■健康診断を受けない社員
受診は労働者の法的義務です
 会社に実施が義務付けられている最低年1回健康診断については、労働安全衛生法に規定されておりますが、従業員の健康診断受診義務についても同法に定められています。しかし、会社側に罰則規定がある(50万円以下の罰金)のに比べ、従業員側には罰則がないこともあり、『受診を義務』として受け止める意識はあまり高いとは言えないのが現状のようです。

 しかし、そんな状況に流されて受診拒否を黙認していた場合、会社には大きなリスクが生じます。そもそも会社には従業員の生命および身体の安全に配慮する義務があるため、例えば倒れた従業員の病気の原因が業務にあると指摘された場合に、健康診断を受診させていなければ安全配慮義務違反があったとみなされてしまいます。判断の要素はこの点だけではありませんが、最終的に会社の管理に問題が多いとの判断が下されれば、家族や遺族から損害賠償請求訴訟を起こされて敗訴し、多額の賠償金の支払い義務が生ずる事態も考えられます。

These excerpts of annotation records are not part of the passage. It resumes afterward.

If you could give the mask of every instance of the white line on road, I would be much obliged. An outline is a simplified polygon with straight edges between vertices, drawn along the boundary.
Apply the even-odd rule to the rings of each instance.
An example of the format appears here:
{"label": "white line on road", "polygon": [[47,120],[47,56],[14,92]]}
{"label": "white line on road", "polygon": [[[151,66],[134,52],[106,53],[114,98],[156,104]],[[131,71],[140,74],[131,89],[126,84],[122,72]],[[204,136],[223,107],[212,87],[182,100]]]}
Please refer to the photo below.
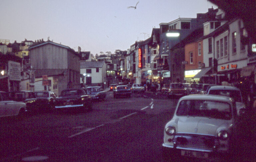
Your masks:
{"label": "white line on road", "polygon": [[33,148],[33,149],[31,149],[31,150],[29,150],[28,151],[26,151],[25,152],[23,152],[23,153],[21,153],[20,154],[17,154],[17,155],[16,155],[14,156],[12,156],[11,157],[7,157],[7,158],[3,158],[3,159],[0,159],[0,161],[3,161],[2,160],[5,160],[8,159],[10,159],[10,158],[13,158],[14,157],[16,157],[17,156],[21,156],[21,155],[24,155],[24,154],[26,154],[27,153],[29,153],[29,152],[31,152],[33,151],[35,151],[35,150],[38,150],[38,149],[39,149],[39,147],[36,147],[36,148]]}
{"label": "white line on road", "polygon": [[143,109],[140,109],[140,110],[143,110],[145,109],[147,109],[148,107],[148,106],[147,106],[146,107],[145,107],[145,108],[143,108]]}
{"label": "white line on road", "polygon": [[98,128],[98,127],[99,127],[100,126],[103,126],[104,125],[104,124],[102,124],[101,125],[98,125],[97,126],[95,126],[95,127],[94,127],[93,128],[87,128],[86,129],[85,129],[83,131],[82,131],[81,132],[79,132],[79,133],[77,133],[76,134],[73,134],[73,135],[71,135],[68,137],[68,138],[72,138],[72,137],[74,137],[75,136],[76,136],[77,135],[79,135],[79,134],[81,134],[83,133],[85,133],[85,132],[88,132],[88,131],[90,131],[90,130],[91,130],[93,129],[94,129],[95,128]]}
{"label": "white line on road", "polygon": [[133,114],[136,114],[137,113],[137,112],[135,112],[135,113],[132,113],[132,114],[129,114],[128,115],[127,115],[126,116],[125,116],[124,117],[122,117],[122,118],[119,118],[119,119],[123,119],[124,118],[125,118],[127,117],[129,117],[129,116],[131,116],[131,115],[132,115]]}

 こんな経営リスクを軽減するためにも、あるべき雇用管理の姿を形作るためにも 就業規則に健康診断の受診義務を謳い込み、これを 拒否する従業員には業務命令として指示を出し、これに従わなければ就業規則に定める懲戒規定に則って処分することになります。

 また、健康診断実施の留意点として、労働時間外に実施された場合には、その時間分の賃金を支払う必要があること、各従業員の健康に関する情報を外部へ漏らさないこと、従業員が会社の指定する医師以外の別の医師の手による受診を希望する場合には、その医師の診断証明書の提出(実施3か月以内のもの)で代替することを認め、さらにその費用を会社で負担すること、などがあります。